March 23, 2012
As ordered reported by the House Committee on Energy and Commerce on March 6, 2012
H.R. 3310 would require the Federal Communications Commission (FCC) to prepare a biennial
report for the Congress that assesses certain characteristics of the communications industry. The report would analyze the state of competition in the markets for voice, video, and data services, as well as the availability of high-speed and high-quality telecommunications services. Further, the bill would require the FCC to determine whether laws and regulations pose a barrier to entry into communications markets, and include that information in the biennial report. H.R. 3310 also would relieve the FCC of requirements to prepare certain other reports on topics ranging from access to satellite services to prices for cable services. In all, the bill
would eliminate more than 20 reports and notices, some that remain in current law even though deadlines for their completion have passed.

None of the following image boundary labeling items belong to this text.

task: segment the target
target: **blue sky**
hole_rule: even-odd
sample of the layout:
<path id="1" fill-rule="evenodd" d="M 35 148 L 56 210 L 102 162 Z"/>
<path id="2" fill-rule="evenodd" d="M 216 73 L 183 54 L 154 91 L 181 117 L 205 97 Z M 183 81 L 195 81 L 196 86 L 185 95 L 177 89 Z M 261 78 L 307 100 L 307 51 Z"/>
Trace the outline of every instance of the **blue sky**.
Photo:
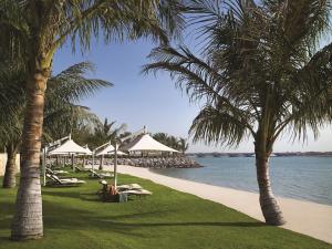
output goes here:
<path id="1" fill-rule="evenodd" d="M 118 124 L 126 123 L 127 129 L 135 132 L 146 125 L 152 133 L 165 132 L 187 137 L 193 118 L 199 106 L 189 103 L 186 94 L 175 89 L 174 82 L 166 73 L 142 75 L 142 65 L 154 44 L 148 40 L 136 42 L 111 43 L 93 42 L 91 51 L 82 55 L 72 53 L 70 45 L 64 45 L 55 54 L 53 71 L 58 73 L 68 66 L 90 61 L 96 66 L 92 77 L 114 83 L 111 89 L 98 92 L 94 97 L 84 100 L 102 120 L 107 117 Z M 221 146 L 190 145 L 189 152 L 252 152 L 252 141 L 245 141 L 238 148 Z M 322 131 L 321 137 L 312 136 L 305 144 L 292 143 L 284 135 L 274 146 L 274 152 L 332 151 L 332 127 Z"/>

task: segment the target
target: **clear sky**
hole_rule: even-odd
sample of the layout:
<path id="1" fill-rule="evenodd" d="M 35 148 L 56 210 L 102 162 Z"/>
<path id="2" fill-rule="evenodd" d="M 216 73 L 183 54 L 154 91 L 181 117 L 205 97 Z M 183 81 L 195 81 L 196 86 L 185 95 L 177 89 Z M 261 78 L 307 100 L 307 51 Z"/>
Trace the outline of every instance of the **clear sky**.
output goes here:
<path id="1" fill-rule="evenodd" d="M 188 137 L 188 129 L 199 106 L 189 103 L 186 94 L 175 89 L 174 82 L 166 73 L 142 75 L 142 65 L 154 44 L 148 40 L 126 42 L 123 44 L 93 42 L 91 51 L 75 54 L 69 45 L 56 52 L 53 71 L 58 73 L 68 66 L 90 61 L 96 66 L 93 77 L 114 83 L 111 89 L 98 92 L 94 97 L 84 100 L 102 120 L 107 117 L 118 124 L 126 123 L 127 131 L 135 132 L 147 126 L 148 132 L 165 132 Z M 238 148 L 221 146 L 190 145 L 189 152 L 252 152 L 252 141 L 245 141 Z M 292 143 L 283 135 L 274 146 L 274 152 L 332 151 L 332 127 L 322 131 L 318 141 L 312 136 L 305 144 Z"/>

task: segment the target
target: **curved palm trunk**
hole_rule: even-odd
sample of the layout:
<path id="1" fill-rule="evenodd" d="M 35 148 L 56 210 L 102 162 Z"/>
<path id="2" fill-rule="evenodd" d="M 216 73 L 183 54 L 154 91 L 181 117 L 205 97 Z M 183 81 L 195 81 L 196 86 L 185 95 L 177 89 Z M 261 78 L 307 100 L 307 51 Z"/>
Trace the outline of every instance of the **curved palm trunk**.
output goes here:
<path id="1" fill-rule="evenodd" d="M 34 69 L 27 84 L 28 104 L 22 133 L 21 177 L 11 230 L 11 238 L 14 240 L 37 239 L 43 236 L 40 149 L 44 92 L 49 75 L 49 70 Z"/>
<path id="2" fill-rule="evenodd" d="M 281 209 L 272 194 L 269 175 L 269 153 L 256 152 L 257 181 L 259 186 L 259 203 L 269 225 L 281 226 L 286 224 Z"/>
<path id="3" fill-rule="evenodd" d="M 101 164 L 100 164 L 100 168 L 98 168 L 100 170 L 104 169 L 103 165 L 104 165 L 104 156 L 102 155 L 101 156 Z"/>
<path id="4" fill-rule="evenodd" d="M 13 144 L 6 146 L 7 149 L 7 163 L 3 177 L 3 188 L 13 188 L 17 186 L 17 153 L 18 148 Z"/>

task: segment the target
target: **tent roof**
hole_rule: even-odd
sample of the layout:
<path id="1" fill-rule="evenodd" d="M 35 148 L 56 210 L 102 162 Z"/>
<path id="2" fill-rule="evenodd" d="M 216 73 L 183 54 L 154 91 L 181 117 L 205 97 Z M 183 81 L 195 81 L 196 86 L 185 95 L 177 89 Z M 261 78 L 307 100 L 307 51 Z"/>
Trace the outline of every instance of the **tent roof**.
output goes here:
<path id="1" fill-rule="evenodd" d="M 107 153 L 107 155 L 114 155 L 114 154 L 115 154 L 114 151 Z M 117 155 L 127 155 L 126 153 L 124 153 L 124 152 L 122 152 L 122 151 L 117 151 L 116 154 L 117 154 Z"/>
<path id="2" fill-rule="evenodd" d="M 86 154 L 86 148 L 77 145 L 74 141 L 68 139 L 59 147 L 49 152 L 50 155 L 63 155 L 63 154 Z"/>
<path id="3" fill-rule="evenodd" d="M 122 151 L 128 151 L 128 152 L 137 152 L 137 151 L 154 151 L 154 152 L 176 152 L 178 151 L 170 148 L 157 141 L 155 141 L 151 135 L 143 134 L 135 138 L 132 143 L 123 146 L 121 148 Z"/>
<path id="4" fill-rule="evenodd" d="M 107 155 L 110 152 L 113 152 L 114 147 L 113 145 L 107 145 L 105 148 L 103 148 L 102 151 L 100 151 L 98 153 L 96 153 L 96 156 L 101 156 L 101 155 Z"/>
<path id="5" fill-rule="evenodd" d="M 85 148 L 86 155 L 92 155 L 92 152 L 87 145 L 85 145 L 84 148 Z"/>

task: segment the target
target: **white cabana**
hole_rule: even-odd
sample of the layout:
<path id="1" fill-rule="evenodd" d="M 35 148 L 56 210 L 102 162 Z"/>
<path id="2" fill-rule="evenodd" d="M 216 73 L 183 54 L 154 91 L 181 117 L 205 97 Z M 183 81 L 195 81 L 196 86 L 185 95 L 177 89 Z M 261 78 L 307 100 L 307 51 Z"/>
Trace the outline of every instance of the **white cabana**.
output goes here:
<path id="1" fill-rule="evenodd" d="M 121 147 L 125 152 L 172 152 L 179 153 L 178 151 L 170 148 L 157 141 L 155 141 L 151 135 L 143 134 L 136 137 L 133 142 Z"/>
<path id="2" fill-rule="evenodd" d="M 69 137 L 69 139 L 66 142 L 64 142 L 62 145 L 58 146 L 56 148 L 50 151 L 48 154 L 50 156 L 52 156 L 52 155 L 62 155 L 62 156 L 70 155 L 72 157 L 73 172 L 75 172 L 74 155 L 87 155 L 89 152 L 86 148 L 77 145 L 74 141 L 71 139 L 71 137 Z"/>
<path id="3" fill-rule="evenodd" d="M 86 148 L 77 145 L 74 141 L 68 139 L 59 147 L 50 151 L 49 155 L 74 155 L 74 154 L 82 154 L 86 155 Z"/>
<path id="4" fill-rule="evenodd" d="M 117 151 L 116 154 L 120 155 L 120 156 L 128 155 L 128 154 L 126 154 L 124 152 L 121 152 L 121 151 Z M 115 155 L 115 151 L 108 152 L 107 155 Z"/>
<path id="5" fill-rule="evenodd" d="M 85 145 L 84 148 L 85 148 L 85 153 L 86 153 L 85 155 L 92 155 L 92 152 L 87 145 Z"/>
<path id="6" fill-rule="evenodd" d="M 107 155 L 108 153 L 114 152 L 114 146 L 108 144 L 106 147 L 104 147 L 102 151 L 96 153 L 96 156 Z"/>

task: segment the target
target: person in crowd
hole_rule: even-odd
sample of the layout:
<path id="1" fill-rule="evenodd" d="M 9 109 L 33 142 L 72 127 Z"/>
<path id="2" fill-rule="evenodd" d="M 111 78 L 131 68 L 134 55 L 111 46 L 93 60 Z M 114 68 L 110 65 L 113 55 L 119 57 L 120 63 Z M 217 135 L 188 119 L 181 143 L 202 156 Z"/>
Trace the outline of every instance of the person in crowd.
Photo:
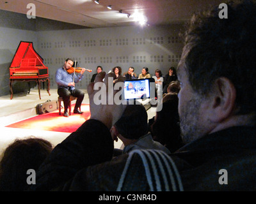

Based on information from the FCC, CBO estimates that implementing the provisions of H.R. 3310 would not have a significant net effect on the agency’s discretionary costs. Any additional expense the FCC would incur to prepare the new assessment of the communications industry would be
offset by a reduction in costs that would otherwise be incurred for reports that would eliminated under the bill. Under current law, the FCC is authorized to collect fees sufficient to offset the cost of its regulatory activities each year; therefore, CBO estimates that the net cost to implement the provisions of H.R. 3310 would be negligible, assuming annual appropriation actions consistent with the agency’s authorities. Enacting H.R. 3310 would not affect direct
spending or revenues; therefore, pay-as-you-go procedures do not apply.
H.R. 3310 contains no intergovernmental or private-sector mandates as defined in the Unfunded Mandates Reform Act and would not affect the budgets of state, local, or tribal governments.
The CBO staff contact for this estimate is Susan Willie. The estimate was approved by Theresa
Gullo, Deputy Assistant Director for Budget Analysis.